For years, Anthony Caere, an anti-poaching pilot at Virunga National Park in the Democratic Republic of Congo (DRC), peered through the windows of his helicopter to see a landscape mostly devoid of wildlife. But now, Virunga is coming back to life. A herd of about 580 savanna elephants (Loxodonta africana) recently crossed over from Uganda’s Queen Elizabeth National Park, and they appear to be staying put.
“Now not only are we seeing the elephants, which is an unbelievable sight from above, but we’re noticing the impact of such a big herd on the park,” Caere said in a statement. “They’re restoring everything back to what it was 50 years ago and doing [it] so much faster than we could have imagined. If the elephants continue to stay here in these numbers, this place will look totally different in just a few years.”
These returning elephants join an existing population of about 120 elephants already in the park, forming a cumulative group of approximately 700 individuals.
Virunga National Park, a 790,000-hectare (2-million-acre) stretch of land on the eastern border of the DRC, is known for its rich diversity of habitats and rare wildlife — but also for its violent history. For decades, anti-government rebels and local militia groups have besieged the park, waging war with Virunga’s team of about 700 rangers tasked with protecting the park and its visitors. Virunga experienced one of its deadliest assaults this past April when armed militia killed 12 rangers, a park driver and four civilians. The park also experienced a spate of attacks in 2018, which took the lives of several Virunga guards and forced the park to close for eight months.
The COVID-19 pandemic has complicated matters further. The park closed again in May 2020 to protect its populations of critically endangered mountain gorillas as the coronavirus spread across the world. During this period, poaching incidents increased, and 40% of the park’s revenue dried up, a spokesperson for Virunga told Mongabay in an email.
“The financial damage to Virunga National Park and the local economy of the closure of tourism activities is extremely serious,” the spokesperson said. “The local economy and population, being direct beneficiaries of the tourism industry, are facing significant economic strain.”
Despite the many challenges this year has presented, the Virunga team has been steadily working to improve security while protecting the park’s wildlife and their critical habitats with help from organizations such as Global Wildlife Conservation. The reappearance of the savanna elephants has assured the team that their hard work is paying off.
“The return of the elephants … provides a real beacon of hope to conservation efforts around the world that are taking place in challenging contexts and which have been made even more difficult as a result of the impact of COVID-19,” the Virunga spokesperson said.
The elephants could be a harbinger for other positive changes in the park, including the return of other species, according to the Virunga team.
“As the elephants return they tear through the trees and pummel invasive bushes, and so they are also transforming the landscape back to a true grassland savanna, allowing the return of grazers and other wildlife species that have been absent from the park for the last two decades: buffalo, Ugandan kob, warthogs, topi, and even a pair of lions,” they said. “Essentially the land is returning to its previous state.”

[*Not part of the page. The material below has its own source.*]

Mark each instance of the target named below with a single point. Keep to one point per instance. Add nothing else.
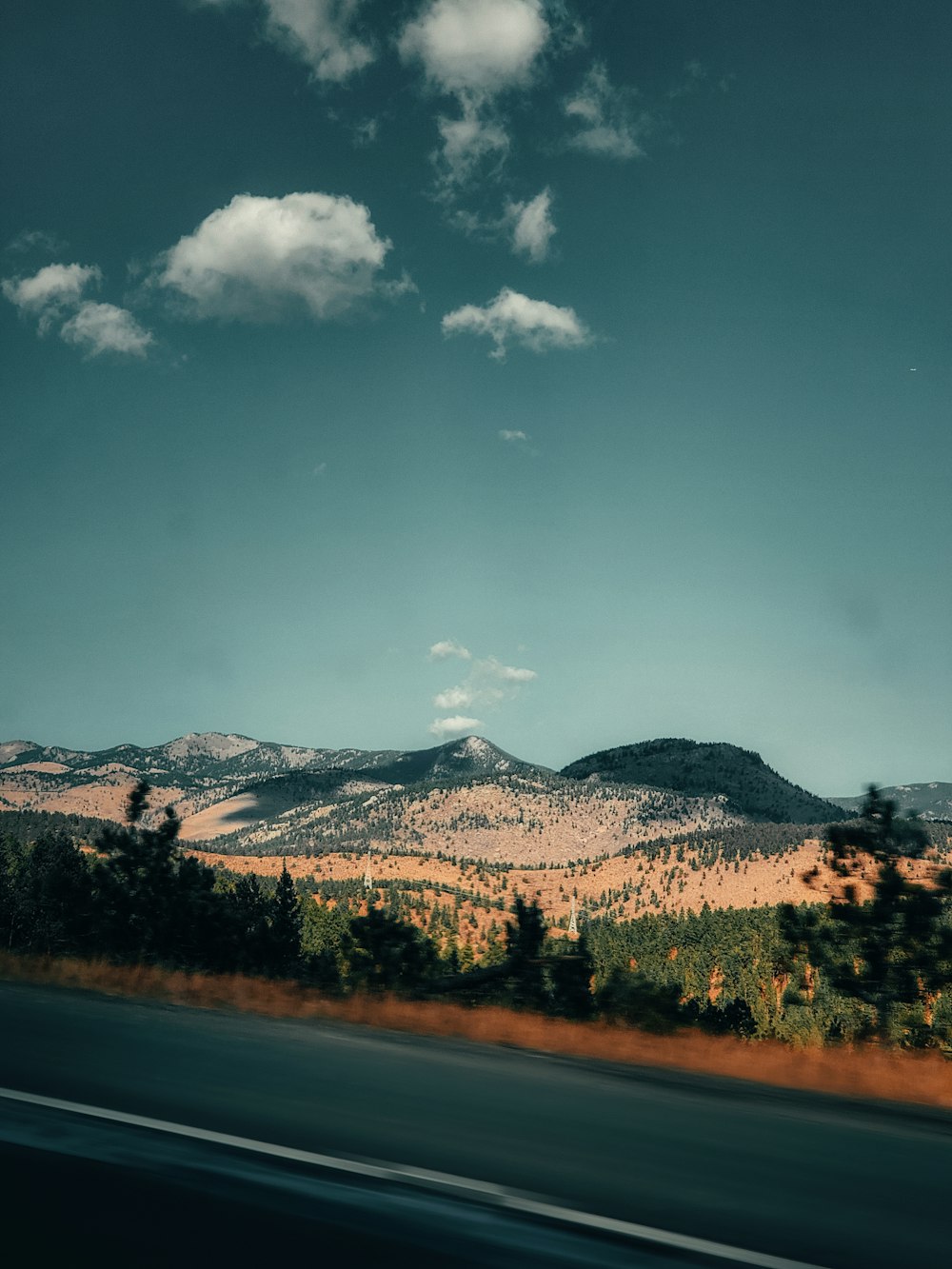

Iain Douglas-Hamilton, founder and president of Kenya-based charity Save the Elephants, said his organization helped put satellite collars on 15 of Virunga’s elephants in 2015 as park staff worked to protect them from poaching. Over the course of three years, two of the elephants were illegally killed, but the other 13 moved across the border between Virunga and the Queen Elizabeth National Park in Uganda, he said. But now, these same elephants seem to have returned.
“It is very encouraging now to see that large numbers of elephants are taking up their residence in Virunga,” Douglas-Hamilton told Mongabay in an email. “There used to be about 8,000 back in the 1950s, but they were greatly reduced, and by the time Paul Allen’s Great Elephant Count came to the park in 2014, the team found only about 300 and they were thought to be critically endangered. If they can be protected they may once again regain their former numbers.”
He added: “Law and order, peace and stability is what is needed and the chance gradually to build the national park service, as the guardians of this extraordinary landscape and its fauna and flora, and the acceptance of nature as an essential part of people’s existence.”